Tag Archives: antinat

Antinat outgoing ip same as incoming

Problem

The previous post shows you how you can configure the outgoing ip in antinat but if you have multiple ips and you want to use all of them and you want to be able to control which one to be used for certain things that patch doesn't do enough for you.

Solution

Antinat should bind the ougoing connection on the same ip on which it receives the connection from the client.

So if you want to use a different ip just set your configure your socks settings in the browser or proxifier to the ip you want antinat to use.

And here's the patch to let you do that ...

[download id="24"]

This patch is incompatible with the one on the previous post, you can either have that one or  this one so make sure you apply it on the original antinat source.

Questions or suggestions are welcome as always ...

http://www.google.com/url?sa=t&source=web&ct=res&cd=1&ved=0CAgQFjAA&url=http%3A%2F%2Fantinat.sourceforge.net%2F&ei=WoKjS9DcKczFsgaGwJjMCA&usg=AFQjCNEOlqPAc6T7bkDx0VQpJc2kIBBYHA&sig2=Mdve5s6Ylxdz72SqWJdYfA

Antinat outgoing ip

This post is the first in a series of posts about antinat. The posts will provide solutions for some "problems' with antinat. So here goes the first one ....

Problem

Antinat creates outgoing connection from the primary ip defined on the machine where it's running. There's a config option to make antinat listen on a specific ip but no config option to make it use a specific ip for outgoing connections.

Solution

The attached patch will make antinat use the same ip that it's listening on for outgoing connections. You specify the listening ip with the "interface" config option and now that ip will also be used for outgoing connections.

[download id="23"]

I assume you already know how to patch ... if not ... just ask in the comments or hire me to patch it for you 🙂

HowTo: Shared Hosting as Socks Proxy

Problem

You need a proxy to connect to a service that would only accept connections from a certain location.

You have a shared hosting account on a server in location that is accepted by the service where you want to connect. Could you use it as a proxy server.?

You could install one of those proxy scripts made in php but that would only let you browse the web, what you want is be able to proxify any application and for that you need a socks server working with one of those proxifier applications  (like tsocks on linux/unix ).

So could you use a socks proxy on your shared hosting account?

Solutions

The solutions are listed starting with the most simple working on the most permissive hosting accounts and ending with the most complex suited for the least permissive accounts.
There will be further posts describing the solutions in detail. This post is mostly an introduction.

  1. SSH Tunnel

    This is the simplest but it assumes that your hosts allows ssh access to your account and they don't block ssh tunnels.

    1.  

    This creates a socks server on your local host , then you can use it in the proxifyer app to forward all connections through it.

  2. Custom SSH Tunnel

    This is a solution for those hosting accounts that don't allow ssh tunneling, but allow you to connect over ssh and run a program ( antinat - a socks server ) once connected over ssh.

    ( One might wonder: why create a tunnel when you could just run antinat and connect directly to it? If you can do that then that's the best way to do it but most shared hosting servers would have all ports blocked so you would not be able to connect to any port other then the standard ones ( 80,443,25,110,143, etc ) but those are only available to root and are already busy anyway. )

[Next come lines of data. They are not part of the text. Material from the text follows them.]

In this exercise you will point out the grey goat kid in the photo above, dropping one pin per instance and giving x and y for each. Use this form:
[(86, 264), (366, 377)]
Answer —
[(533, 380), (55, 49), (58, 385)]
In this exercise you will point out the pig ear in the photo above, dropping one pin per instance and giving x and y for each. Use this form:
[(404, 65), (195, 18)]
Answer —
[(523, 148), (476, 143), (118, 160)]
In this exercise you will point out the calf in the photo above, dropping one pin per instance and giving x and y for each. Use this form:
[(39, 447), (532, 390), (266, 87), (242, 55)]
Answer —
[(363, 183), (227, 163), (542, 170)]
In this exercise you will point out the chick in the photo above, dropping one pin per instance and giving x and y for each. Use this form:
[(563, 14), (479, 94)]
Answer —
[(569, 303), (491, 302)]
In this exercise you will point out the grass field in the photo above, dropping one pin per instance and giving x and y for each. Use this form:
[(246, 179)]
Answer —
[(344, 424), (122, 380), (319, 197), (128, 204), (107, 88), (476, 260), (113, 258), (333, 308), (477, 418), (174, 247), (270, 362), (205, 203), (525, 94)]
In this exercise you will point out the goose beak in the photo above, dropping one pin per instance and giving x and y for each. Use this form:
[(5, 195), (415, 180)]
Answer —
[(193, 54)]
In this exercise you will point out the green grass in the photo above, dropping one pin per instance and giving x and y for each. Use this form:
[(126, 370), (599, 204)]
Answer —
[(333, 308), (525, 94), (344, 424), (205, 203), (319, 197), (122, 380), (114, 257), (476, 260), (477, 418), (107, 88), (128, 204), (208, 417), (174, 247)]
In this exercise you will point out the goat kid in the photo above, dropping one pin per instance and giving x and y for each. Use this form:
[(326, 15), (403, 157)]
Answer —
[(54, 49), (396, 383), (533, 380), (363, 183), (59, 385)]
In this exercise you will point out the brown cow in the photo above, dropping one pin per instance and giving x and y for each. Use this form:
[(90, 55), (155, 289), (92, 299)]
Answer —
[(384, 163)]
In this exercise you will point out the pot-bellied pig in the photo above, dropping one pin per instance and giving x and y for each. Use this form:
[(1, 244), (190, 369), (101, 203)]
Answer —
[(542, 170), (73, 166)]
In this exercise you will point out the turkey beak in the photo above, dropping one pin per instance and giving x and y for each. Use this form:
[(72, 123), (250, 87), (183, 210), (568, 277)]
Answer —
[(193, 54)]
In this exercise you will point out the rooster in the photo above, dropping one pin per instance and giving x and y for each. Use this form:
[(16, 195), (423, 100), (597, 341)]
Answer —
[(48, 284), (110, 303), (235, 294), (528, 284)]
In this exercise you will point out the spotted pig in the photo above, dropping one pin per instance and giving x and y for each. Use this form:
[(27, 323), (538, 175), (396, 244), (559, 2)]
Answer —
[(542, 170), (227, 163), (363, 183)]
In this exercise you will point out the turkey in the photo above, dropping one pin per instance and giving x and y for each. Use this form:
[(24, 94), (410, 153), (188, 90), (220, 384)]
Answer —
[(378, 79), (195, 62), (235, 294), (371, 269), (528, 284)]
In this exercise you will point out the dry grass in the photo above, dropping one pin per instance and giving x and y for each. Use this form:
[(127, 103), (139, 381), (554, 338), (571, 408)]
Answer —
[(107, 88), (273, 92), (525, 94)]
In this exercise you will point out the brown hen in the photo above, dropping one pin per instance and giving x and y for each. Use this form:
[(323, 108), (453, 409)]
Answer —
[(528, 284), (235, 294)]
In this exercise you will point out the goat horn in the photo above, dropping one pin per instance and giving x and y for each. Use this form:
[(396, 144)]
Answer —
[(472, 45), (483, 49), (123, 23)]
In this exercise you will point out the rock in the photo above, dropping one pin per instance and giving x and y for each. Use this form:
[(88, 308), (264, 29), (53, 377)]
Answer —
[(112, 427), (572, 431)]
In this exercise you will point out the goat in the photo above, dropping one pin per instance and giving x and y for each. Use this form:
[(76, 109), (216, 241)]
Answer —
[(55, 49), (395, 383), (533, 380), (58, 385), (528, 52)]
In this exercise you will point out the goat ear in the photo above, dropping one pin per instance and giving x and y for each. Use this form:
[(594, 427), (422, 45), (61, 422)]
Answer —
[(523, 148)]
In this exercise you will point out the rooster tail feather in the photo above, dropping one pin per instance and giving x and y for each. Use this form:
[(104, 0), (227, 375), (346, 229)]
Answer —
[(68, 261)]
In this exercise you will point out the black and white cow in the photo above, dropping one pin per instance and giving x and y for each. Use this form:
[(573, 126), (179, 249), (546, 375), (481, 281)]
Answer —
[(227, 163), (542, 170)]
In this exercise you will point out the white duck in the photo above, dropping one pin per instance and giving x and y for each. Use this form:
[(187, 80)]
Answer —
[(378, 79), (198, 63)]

    The idea is to forward the traffic from your computer to the proxy server through the actual ssh connection instead of using the standard tunneling mechanisms which are blocked by server's configuration.

    For this you would need a program on your host to act both as a socks server ( sort of ) and as a forwarder through a ssh connection. On the other side ( hosting account ) you would need another program that would receive data from the ssh connection and forward it to antinat. Both programs would actually have to forward data both ways.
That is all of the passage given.